Am Wed, 26 Mar 2025 20:36:40 +0100 schrieb WM:

On 26.03.2025 00:39, Alan Mackenzie wrote:

WM <wolfgang.mueckenheim@tha.de> wrote:

 

substance is in every non-empty set.

Seems doubtful.  What you seem to be saying is that every set has a
superset, you embed the set in that superset, then a portion of the
superset is the original set.  That portion, a number between 0 and 1,
then becomes the "substance".

No, that is not what I meant. Substance is simply the elements of the
set. The amount of substance is the number of elements. This number
exists also for actually infinity sets but cannot be expressed by
natural numbers.
We only know that ∀k,n ∈ ℕ_def: |ℕ|/k > n.

That makes all of them >=omega.

You're saying that the "substance" isn't a property of a set as such,
it's a property of a relationship between a superset and a subset.

The relative amount of substance can be determined. The set {1, 2, 3}
has more substance than the set {father, mother}.
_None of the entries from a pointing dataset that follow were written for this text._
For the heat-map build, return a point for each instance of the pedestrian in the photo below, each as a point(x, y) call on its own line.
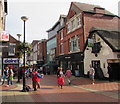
point(36, 79)
point(92, 74)
point(110, 73)
point(10, 76)
point(60, 77)
point(68, 74)
point(5, 74)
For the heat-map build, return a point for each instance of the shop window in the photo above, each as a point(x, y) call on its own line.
point(78, 21)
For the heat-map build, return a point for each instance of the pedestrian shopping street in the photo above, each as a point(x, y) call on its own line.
point(81, 90)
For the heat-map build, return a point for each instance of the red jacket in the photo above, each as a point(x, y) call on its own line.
point(35, 78)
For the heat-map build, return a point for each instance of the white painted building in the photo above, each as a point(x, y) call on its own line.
point(108, 43)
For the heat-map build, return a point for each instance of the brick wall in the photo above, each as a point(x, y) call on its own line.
point(99, 20)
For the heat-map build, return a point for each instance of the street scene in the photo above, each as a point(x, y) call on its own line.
point(59, 52)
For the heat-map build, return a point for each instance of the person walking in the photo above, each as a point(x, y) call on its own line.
point(68, 74)
point(110, 73)
point(60, 77)
point(36, 79)
point(92, 74)
point(10, 76)
point(5, 74)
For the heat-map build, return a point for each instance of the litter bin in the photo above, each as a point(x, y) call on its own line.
point(77, 73)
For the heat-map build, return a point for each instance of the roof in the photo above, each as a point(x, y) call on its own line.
point(111, 37)
point(90, 8)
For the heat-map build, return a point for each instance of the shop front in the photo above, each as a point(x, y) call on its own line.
point(72, 61)
point(11, 62)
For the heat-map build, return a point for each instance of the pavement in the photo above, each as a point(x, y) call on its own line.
point(102, 90)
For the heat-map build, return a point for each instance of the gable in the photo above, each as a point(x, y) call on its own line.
point(74, 10)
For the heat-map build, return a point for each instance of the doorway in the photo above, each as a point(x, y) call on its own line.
point(98, 71)
point(116, 70)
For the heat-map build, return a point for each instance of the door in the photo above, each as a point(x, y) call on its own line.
point(98, 71)
point(116, 70)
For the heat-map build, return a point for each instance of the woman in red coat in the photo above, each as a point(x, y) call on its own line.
point(36, 79)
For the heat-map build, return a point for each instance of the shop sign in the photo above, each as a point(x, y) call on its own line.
point(4, 36)
point(10, 61)
point(90, 43)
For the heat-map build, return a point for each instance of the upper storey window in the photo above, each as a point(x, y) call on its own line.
point(74, 23)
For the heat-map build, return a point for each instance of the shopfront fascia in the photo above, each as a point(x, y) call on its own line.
point(73, 61)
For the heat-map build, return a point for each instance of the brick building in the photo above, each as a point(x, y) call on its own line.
point(10, 57)
point(41, 52)
point(79, 20)
point(3, 13)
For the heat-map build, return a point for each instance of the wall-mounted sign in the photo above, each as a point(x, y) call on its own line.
point(4, 36)
point(10, 61)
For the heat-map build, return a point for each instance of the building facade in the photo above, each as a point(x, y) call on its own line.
point(3, 13)
point(80, 19)
point(51, 45)
point(10, 57)
point(103, 48)
point(41, 52)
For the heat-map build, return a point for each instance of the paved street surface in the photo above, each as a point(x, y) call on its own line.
point(81, 90)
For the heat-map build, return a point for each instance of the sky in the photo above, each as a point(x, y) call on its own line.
point(43, 14)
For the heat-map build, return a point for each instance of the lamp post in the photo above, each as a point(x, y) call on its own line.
point(19, 35)
point(18, 60)
point(24, 18)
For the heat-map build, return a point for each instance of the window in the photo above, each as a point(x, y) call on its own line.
point(68, 27)
point(74, 43)
point(73, 24)
point(61, 35)
point(78, 21)
point(62, 48)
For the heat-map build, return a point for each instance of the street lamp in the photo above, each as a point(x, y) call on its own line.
point(19, 35)
point(24, 18)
Try it with infinite sets.

For example, to get the "substance" of N with respect to Q, you could
embed it in the superset Q: You'd get something like: {0, 1, 1/2, 2,
1/3, 3, 1/4, 2/3, 3/2, 4, 1/5, 5, ....}.  Then this "substance" would
come out as zero.

Nearly. It is smaller than any definable fraction.

Infinitely so!

So, to come back to my original example, the "substance" of {0, 4, 8,
12, 16, ...} wrt N is 1/4.

Yes.

The substance of {1, 3, 5, 7, 9, ...} wrt {0,
1/2, 1, 3/2, 2, 5/2, 3, ....} is also 1/4.

Yes.

Their "subtances" are thus the same.

Yes. Their amounts of substance, to be precise.
 

I haven't come across this notion of "substance"/"Realität" before, and
it doesn't feel like solid maths.  It all feels as though you are
making it up as you go along.

Reality is Cantor's expression, Substance is Fritsche's (better)
expression. For all finite sets, it is solid maths. Limits are
well-known from analysis.

Except to you. For finite sets you can just use cardinality.

Countably infinite sets all have the same cardinality.
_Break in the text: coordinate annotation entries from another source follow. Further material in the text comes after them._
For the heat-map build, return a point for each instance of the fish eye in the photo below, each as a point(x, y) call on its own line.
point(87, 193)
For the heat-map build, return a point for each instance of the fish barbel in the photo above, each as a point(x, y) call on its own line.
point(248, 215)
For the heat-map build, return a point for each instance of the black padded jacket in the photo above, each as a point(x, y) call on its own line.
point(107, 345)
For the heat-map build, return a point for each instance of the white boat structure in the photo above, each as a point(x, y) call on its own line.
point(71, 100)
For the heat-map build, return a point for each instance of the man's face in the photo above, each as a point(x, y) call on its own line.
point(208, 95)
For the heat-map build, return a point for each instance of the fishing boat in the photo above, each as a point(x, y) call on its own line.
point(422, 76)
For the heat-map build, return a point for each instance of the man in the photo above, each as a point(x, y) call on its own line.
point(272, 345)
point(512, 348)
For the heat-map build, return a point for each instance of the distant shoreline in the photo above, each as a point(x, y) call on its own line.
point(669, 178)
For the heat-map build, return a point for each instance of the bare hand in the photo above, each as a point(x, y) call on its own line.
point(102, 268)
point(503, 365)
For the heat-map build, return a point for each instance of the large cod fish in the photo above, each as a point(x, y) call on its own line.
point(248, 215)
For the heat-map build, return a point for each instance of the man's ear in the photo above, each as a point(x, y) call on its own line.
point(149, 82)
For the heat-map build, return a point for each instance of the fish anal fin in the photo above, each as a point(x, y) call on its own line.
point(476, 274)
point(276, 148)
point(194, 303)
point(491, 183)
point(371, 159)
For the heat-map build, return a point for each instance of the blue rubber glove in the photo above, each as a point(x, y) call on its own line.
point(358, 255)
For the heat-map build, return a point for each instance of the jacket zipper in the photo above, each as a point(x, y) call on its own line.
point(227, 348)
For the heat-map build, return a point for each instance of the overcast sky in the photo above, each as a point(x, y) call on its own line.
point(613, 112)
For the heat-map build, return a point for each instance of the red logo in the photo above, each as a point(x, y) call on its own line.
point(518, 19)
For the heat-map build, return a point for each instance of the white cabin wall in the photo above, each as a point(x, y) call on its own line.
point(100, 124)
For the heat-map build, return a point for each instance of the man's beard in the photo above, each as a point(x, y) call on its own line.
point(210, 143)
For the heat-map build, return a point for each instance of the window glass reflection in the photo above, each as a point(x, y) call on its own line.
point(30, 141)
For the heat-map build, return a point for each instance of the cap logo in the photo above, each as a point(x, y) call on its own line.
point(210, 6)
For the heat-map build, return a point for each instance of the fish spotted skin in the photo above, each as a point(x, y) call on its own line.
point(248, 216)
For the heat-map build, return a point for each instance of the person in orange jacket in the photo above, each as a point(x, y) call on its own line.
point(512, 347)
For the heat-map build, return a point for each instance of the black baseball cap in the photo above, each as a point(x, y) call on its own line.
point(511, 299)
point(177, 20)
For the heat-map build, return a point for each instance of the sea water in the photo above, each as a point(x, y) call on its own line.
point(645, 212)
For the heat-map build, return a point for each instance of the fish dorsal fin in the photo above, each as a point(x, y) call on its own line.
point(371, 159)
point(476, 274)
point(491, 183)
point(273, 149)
That proves that cardinality is rather uninteresting.

On the contrary, it is fascinating.

If you consider it with cool blood, then you will recognize that all
pairs of a bijection with ℕ are defined within a finite initial segment
[0, n]. That is true for every n. But the infinity lies in the
successors which are undefined.

Yes, every natural number has a FIS. "Undefined numbers" aren't naturals.

Tend to yes, but not reaching it.

I thought you just said you had a degree in maths.

No, I asked him for the title.

But you don't seem
to understand the process of limits (a bit like John Gabriel didn't
when he was still around).

0/oo = 0. 1/oo is smaller than every definable fraction.

There is no real number other than 0.

Every theorem in analysis. This has not much changed since Cantor and
Hilbert.

Theroems in analysis require the infinite yes.  They don't require the
confusing notion of "potentially infinite".

They have been created using only this notion. And also Cantor's
"bijections" are based upon potential infinity.

Yes, nobody refers to "actual infinity".

What everybody else refers to as infinte, you seem to want to call
"potentially infinite".

The potential infinite is a variable finite. Cantor's actual infinity is
not variable but fixed. (Therefore Hilbert's hotel is potential
infinity.)

What we refer to as infinite isn't variable.

--
Am Sat, 20 Jul 2024 12:35:31 +0000 schrieb WM in sci.math:
It is not guaranteed that n+1 exists for every n.